Backing Up Elasticsearch
Elasticsearch replicas protect against a node going down, but they won’t help you with a catastrophic failure. Only good backup practices can help you then.
Backing Up Indexes Before Upgrading
It’s best practice to back up the indexes under all upgrade scenarios, even if the indexed data can be restored by reindexing from Liferay’s database. Taking a snapshot of your app-specific indexes (like Liferay’s Search Tuning indexes in Liferay DXP 7.2 and 7.3) is essential if your data is stored only in the search index. The snapshot can be used to restore your previous data (e.g., Synonym Sets and Result Rankings) when you set up a new Elasticsearch server. Make sure to read the Elasticsearch documentation on snapshot and restore version compatibility before attempting this approach.

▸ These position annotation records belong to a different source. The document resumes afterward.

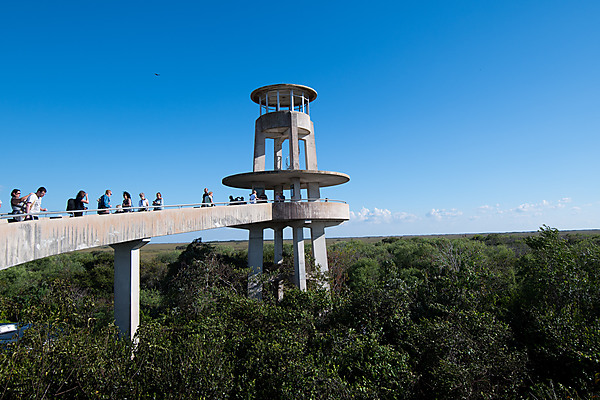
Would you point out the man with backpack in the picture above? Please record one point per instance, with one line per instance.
(104, 202)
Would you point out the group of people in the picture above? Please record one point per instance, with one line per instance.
(127, 204)
(24, 206)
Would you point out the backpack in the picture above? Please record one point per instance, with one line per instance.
(71, 205)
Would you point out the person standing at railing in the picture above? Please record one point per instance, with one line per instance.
(127, 203)
(33, 203)
(205, 198)
(104, 202)
(17, 204)
(143, 203)
(80, 201)
(158, 202)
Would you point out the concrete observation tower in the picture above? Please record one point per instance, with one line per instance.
(284, 117)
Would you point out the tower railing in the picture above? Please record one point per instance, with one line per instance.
(284, 99)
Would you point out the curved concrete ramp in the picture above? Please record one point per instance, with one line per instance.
(21, 242)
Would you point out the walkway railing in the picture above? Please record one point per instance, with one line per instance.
(120, 210)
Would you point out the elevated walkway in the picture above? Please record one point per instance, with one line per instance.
(25, 241)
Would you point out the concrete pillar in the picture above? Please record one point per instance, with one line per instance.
(319, 248)
(294, 144)
(299, 259)
(297, 189)
(259, 148)
(255, 262)
(278, 154)
(314, 192)
(278, 245)
(127, 285)
(311, 151)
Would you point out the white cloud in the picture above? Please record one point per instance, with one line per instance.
(378, 216)
(485, 209)
(440, 214)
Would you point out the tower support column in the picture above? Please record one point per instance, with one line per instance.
(299, 259)
(255, 262)
(278, 245)
(127, 285)
(319, 249)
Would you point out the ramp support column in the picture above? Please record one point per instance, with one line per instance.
(255, 262)
(127, 285)
(299, 259)
(319, 248)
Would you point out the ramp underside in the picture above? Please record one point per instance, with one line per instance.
(30, 240)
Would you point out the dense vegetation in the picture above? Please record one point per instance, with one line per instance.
(488, 317)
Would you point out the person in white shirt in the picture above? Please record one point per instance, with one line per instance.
(159, 202)
(33, 203)
(143, 203)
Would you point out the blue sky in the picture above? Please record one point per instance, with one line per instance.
(449, 117)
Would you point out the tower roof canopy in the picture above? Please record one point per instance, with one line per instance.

Here are some representative upgrade scenarios:
-
Upgrading the Elasticsearch cluster independently of Liferay: backing up all indexes is recommended. Restoring data from the snapshot is not needed, because all indexes remain in the system.
-
Upgrading Liferay and connecting to the same Elasticsearch cluster: backing up all indexes is recommended. Restoring data from the snapshot is not needed, because all indexes remain in the system.
-
Upgrading Liferay and connecting to a different Elasticsearch cluster: backing up all indexes is recommended. Restoring from snapshot is necessary for all primary storage indexes. If you’re using either of Liferay’s search tuning features (Result Ranking and Synonym Sets), you must also import the indexed data into the Liferay database after upgrading to Liferay DXP 7.4.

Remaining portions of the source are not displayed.